Intake of batteries, Gaslini sounds the alarm: 4 children in one month in the emergency room

Genoa. The 17-month-old boy who arrived at the emergency room at Gaslini Hospital from Savona province on the night of Saturday 14 May for “vomiting with blood and anemia” is out of life danger.

The parents told the doctors that he had not been healthy for a week, did not want to eat and had a low temperature. The emergency room surgeon, Vittorio Guerriero, had immediately undergone an X-ray, noted an immediate danger to life: it was a lithium cell located in the baby’s esophaguswhich resulted in vomiting of blood and progressive anemia from collective necrosis (the mechanism of damage to the esophagus) and consequent ulceration of the intestine.

Raffaele Spiazzi, Director of Health at Gaslini Hospital, explains: “On the night of May 14, the task force was immediately activated, which includes: radiologist, thoracic surgeon, cardiac surgeon, digestive endoscopist, respiratory endoscopist, instrumentalists, perfusionists, anesthesiologists and resuscitation assistants. the child an intubation by Andrea Dato and Lara Petrucci, after which the chest was opened by the heart surgeon Francesco Santoro and the thoracic surgeon Michele Torre, who has secured the large vessels from the damaged esophagus.; then the digestive endoscopists – Paolo Gandullia and Serena Arrigo – who had difficulty to locate the pile because the tissue was necrotic, flaky, and bleeding; the pile had also, over time, cut out a niche. exclude potential respiratory damage.The operation was terminated after ci rka to timer. “

After the operation, the baby was then transferred to the neonatal and pediatric intensive care unit headed by Andrea Moscatelli, where he remained hospitalized in three weeks in a reserved forecast. The risk, explains the doctors who had to treat other cases in this way, was that the esophagus was perforated: the corrosive damage to the pile was immortalized for several days despite the pile being removed.

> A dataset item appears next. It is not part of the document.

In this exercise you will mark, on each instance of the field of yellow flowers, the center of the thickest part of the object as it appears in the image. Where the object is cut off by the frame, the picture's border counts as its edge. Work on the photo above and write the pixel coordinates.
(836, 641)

“Also last night a 2-year-old child arrived, who turned out to have swallowed a dish battery, fortunately it was found in the stomach and not in the esophagus, the child will be admitted for observation until the natural expulsion of the battery – he says Paolo Gandullia Director of Gastroenterology at Gaslini – in the last few weeks we have had to deal with 4 cases: arrived at the emergency room with suspicion of ingestion of a button cell: one fortunately turned out to be a false alarm, another child was detained for observation, then from radiological examination resulted in ingestion of a battery, and was discharged after 24 hours, after the natural excretion in the feces and relative controls. The third child is the one to be operated on, for whom we are currently dissolving the prognosis. A quarter arrived last night ”.

Spiazzi adds: “With our specialists, also in the light of a common interdisciplinary protocol, we have decided once again to draw parents’ attention to the prevention of this type of serious accident with potentially fatal outcome. Gaslini’s medical-nurse task force was able to to respond effectively and in a very short time; Unfortunately, however, these cases continue to occur: ingestion of the lithium battery still deserves the nickname silent killer “.

Emanuela Piccotti, Director of the Gaslini Emergency Room, emphasizes: “Ingestion of foreign bodies in the young child represents a real danger and a frequent cause of access to the emergency room. There are foreign bodies that are particularly dangerous and harmful to the internal structures of the organism: especially button, alkali These are metal discs the size of a button or a small coin found in toys, as well as in a variety of everyday tools such as clocks, alarm clocks, hearing aids, remote controls, etc. Their damaging effect occurs due to the short circuit between the positive and negative pole, especially in the digestive segments in close contact with the mucous membranes and especially in the esophagus, where ulcerative lesions can potentially be present as early as 2 hours after ingestion. chest or back pain, sudden rejection of food, vomiting, salivation, cough and respiratory symptoms ”.

This is the Gaslini doctors’ advice to parents to avoid problems of this type:

• Do not allow small children to play or touch objects that contain batteries.
• Be careful if preschool children play with such objects.
• Make sure that toys or objects for adults have a tightly closed space.
Do not “store” these batteries as it is difficult to store them all in safe places for children.
• When replacing “dead” batteries, dispose of them in the appropriate containers without leaving them unattended.
If you yourself suspect that your child has ingested a button cell, go to the emergency room immediately or, if you can not, call 112/118.